Ribonuclease A: from Model System to Cancer Chemotherapeutic

Ribonuclease A has been the most studied enzyme of the twentieth century. Work on ribonuclease A has endowed enzymology, as well as protein science, with many paradigms. This work continues to provide a framework for understanding protein structure – function relationships in atomic detail.

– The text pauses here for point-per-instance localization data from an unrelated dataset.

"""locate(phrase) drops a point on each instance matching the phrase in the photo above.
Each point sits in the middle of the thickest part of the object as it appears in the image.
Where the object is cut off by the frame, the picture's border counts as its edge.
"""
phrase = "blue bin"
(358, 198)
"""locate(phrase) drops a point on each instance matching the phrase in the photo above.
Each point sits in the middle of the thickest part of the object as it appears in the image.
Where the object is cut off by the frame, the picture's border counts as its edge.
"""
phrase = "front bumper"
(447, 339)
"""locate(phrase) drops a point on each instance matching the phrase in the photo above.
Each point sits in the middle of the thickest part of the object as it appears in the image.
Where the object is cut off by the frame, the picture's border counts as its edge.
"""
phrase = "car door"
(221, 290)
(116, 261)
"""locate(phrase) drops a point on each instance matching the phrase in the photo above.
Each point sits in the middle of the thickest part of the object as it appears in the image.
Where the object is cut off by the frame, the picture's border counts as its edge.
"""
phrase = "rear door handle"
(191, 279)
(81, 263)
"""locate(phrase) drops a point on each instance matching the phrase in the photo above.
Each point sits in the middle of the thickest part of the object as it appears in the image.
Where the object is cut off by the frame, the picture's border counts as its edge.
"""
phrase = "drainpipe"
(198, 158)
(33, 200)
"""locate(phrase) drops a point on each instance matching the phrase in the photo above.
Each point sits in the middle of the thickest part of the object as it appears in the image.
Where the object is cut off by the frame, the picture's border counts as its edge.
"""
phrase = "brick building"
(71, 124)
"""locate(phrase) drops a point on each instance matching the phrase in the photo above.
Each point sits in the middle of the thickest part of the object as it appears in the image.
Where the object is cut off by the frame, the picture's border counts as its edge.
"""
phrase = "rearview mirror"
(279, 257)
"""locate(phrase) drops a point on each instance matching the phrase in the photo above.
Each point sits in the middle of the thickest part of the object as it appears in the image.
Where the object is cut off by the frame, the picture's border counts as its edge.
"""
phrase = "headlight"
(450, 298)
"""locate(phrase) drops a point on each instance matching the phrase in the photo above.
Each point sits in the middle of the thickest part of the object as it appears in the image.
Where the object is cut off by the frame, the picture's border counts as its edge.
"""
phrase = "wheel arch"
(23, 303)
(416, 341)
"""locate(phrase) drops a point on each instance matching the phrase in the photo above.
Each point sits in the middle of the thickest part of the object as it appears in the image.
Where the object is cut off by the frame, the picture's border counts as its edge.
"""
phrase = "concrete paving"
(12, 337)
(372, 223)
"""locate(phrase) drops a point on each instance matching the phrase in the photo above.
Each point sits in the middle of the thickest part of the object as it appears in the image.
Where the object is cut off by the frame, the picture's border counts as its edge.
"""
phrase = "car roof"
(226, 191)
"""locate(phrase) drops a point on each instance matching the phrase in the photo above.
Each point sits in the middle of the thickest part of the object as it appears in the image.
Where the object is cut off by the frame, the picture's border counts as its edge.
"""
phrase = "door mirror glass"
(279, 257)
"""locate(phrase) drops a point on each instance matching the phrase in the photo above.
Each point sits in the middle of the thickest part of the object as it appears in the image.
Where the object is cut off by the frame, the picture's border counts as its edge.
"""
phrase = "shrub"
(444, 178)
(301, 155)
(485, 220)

In addition, knowledge gained by basic research is enabling the rapid deployment of ribonuclease A homologs and variants as chemotherapeutic agents for the treatment of cancer and other human diseases. For the last fifty years, chemists and biochemists have been investigating the origins of the extraordinary effectiveness of enzymes as catalysts. The aims have been to identify the reaction intermediates, to measure the rates of their interconversion, and to determine the precise role of amino acid residues in the process. A variety of enzymes have contributed to this understanding. One of these enzymes is bovine pancreatic ribonuclease A (RNase A; EC 3.1.27.5). RNase A has been the object of landmark work in enzymology, as well as on the folding, stability, and chemistry of proteins, and on molecular evolution [1,2]. The seminal contributions of RNase A to chemistry was recognized by the awarding of Nobel Prizes to Anfinsen, Stein, and Moore in 1972, and to Merrifield in 1984. Each of these laureates chose RNase A as his model system.